Along with classic N.W.A. hits, the soundtrack is filled with everything from Parliament to Craig Mack and just about everything in between. N.W.A. literally changed the music industry by holding up a middle finger to everything and every one who told them they wouldn't ever amount to anything more than the gangsters and thugs they so proudly portrayed. Hearing their music, the music that inspired them, and the music that was inspired by them was an absolute treat and it was hard for me not to jump out of my seat and sing along during every concert scene and recording session. If you're not familiar with the N.W.A. sound, please brace yourself before jumping in as, even today, it is some of the most rugged and raw hip hop ever put on wax*. One of the moments I really loved was the opening scene which shows Dre laying on the floor, headphones on, and surrounded by all the classic albums that eventually shaped his signature sound. Such a cool bit of imagery that helped to define and honor what the movie is all about. The music.

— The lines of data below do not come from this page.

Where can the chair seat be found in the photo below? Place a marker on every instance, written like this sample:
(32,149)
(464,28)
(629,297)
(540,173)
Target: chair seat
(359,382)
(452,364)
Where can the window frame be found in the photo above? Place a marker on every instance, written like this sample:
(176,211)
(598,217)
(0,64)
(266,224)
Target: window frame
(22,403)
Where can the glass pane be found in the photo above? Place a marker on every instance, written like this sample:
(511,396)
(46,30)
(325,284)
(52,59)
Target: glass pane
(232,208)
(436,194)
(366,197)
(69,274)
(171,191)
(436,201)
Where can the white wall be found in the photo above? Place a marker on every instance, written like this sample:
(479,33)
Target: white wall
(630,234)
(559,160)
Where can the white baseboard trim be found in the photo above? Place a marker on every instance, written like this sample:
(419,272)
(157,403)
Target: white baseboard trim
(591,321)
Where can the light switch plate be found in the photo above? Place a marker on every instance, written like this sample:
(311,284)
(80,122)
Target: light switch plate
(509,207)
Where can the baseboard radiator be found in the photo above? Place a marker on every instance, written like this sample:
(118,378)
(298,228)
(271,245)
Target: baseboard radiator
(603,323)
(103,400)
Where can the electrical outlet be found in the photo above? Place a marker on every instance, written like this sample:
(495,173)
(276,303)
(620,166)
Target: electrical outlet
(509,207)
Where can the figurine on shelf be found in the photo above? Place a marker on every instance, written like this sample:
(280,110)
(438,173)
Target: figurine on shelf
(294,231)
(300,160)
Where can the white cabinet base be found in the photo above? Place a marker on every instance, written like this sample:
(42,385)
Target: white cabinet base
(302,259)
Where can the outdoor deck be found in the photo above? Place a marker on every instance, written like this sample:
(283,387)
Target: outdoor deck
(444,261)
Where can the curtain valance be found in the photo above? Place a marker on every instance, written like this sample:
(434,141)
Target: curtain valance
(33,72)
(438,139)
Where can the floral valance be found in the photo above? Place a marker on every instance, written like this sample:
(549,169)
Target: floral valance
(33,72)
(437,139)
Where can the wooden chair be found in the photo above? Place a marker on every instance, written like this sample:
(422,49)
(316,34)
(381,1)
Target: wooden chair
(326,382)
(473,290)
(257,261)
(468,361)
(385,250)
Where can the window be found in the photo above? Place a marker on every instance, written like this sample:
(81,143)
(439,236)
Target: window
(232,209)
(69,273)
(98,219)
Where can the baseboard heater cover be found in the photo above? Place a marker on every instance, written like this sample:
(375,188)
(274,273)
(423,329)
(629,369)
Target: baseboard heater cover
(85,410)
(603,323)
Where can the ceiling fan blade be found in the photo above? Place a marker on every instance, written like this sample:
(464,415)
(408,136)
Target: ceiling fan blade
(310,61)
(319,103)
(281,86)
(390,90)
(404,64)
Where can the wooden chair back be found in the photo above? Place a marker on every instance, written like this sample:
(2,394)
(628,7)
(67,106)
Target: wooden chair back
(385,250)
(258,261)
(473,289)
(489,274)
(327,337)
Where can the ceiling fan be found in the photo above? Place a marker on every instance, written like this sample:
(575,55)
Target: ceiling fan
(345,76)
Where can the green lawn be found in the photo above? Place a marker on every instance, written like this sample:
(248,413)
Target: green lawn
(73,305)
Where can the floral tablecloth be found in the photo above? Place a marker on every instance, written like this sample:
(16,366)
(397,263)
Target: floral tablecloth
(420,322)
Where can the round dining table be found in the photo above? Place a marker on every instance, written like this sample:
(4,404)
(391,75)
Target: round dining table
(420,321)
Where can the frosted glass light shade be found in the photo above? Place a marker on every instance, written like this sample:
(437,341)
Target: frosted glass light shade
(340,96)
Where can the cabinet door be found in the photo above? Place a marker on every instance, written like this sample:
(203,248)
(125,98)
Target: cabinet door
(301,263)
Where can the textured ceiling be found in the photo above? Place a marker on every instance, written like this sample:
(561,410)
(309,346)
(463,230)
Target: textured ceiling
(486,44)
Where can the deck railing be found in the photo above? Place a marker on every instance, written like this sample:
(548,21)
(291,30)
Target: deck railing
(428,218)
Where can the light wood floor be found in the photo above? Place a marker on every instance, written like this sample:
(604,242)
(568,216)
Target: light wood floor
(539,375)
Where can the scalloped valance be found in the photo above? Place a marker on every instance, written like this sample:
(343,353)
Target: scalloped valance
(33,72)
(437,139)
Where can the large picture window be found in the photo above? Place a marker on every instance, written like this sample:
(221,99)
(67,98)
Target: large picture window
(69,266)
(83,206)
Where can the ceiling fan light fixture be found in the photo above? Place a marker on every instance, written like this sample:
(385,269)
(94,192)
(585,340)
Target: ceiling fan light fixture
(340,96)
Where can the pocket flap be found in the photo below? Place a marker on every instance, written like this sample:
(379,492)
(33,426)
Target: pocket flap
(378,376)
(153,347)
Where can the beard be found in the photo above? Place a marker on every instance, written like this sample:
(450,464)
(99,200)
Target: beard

*Put on wax means recorded on to a vinyl disc for playback.
Straight Outta Compton is an important movie to see whether you are a fan of their music or not. The themes of oppression, racism, defiance, and the reality of the streets are as relevant today as they were back then and F. Gary Gray has framed all of it within a narrative that is as entertaining as it is educational. This is no after school special so strap yourself in and get ready for a ride through a chapter of American history when a group of young men altered the landscape of music and culture by breaking down racial barriers and stereotypes while creating some of the most memorable songs of their generation.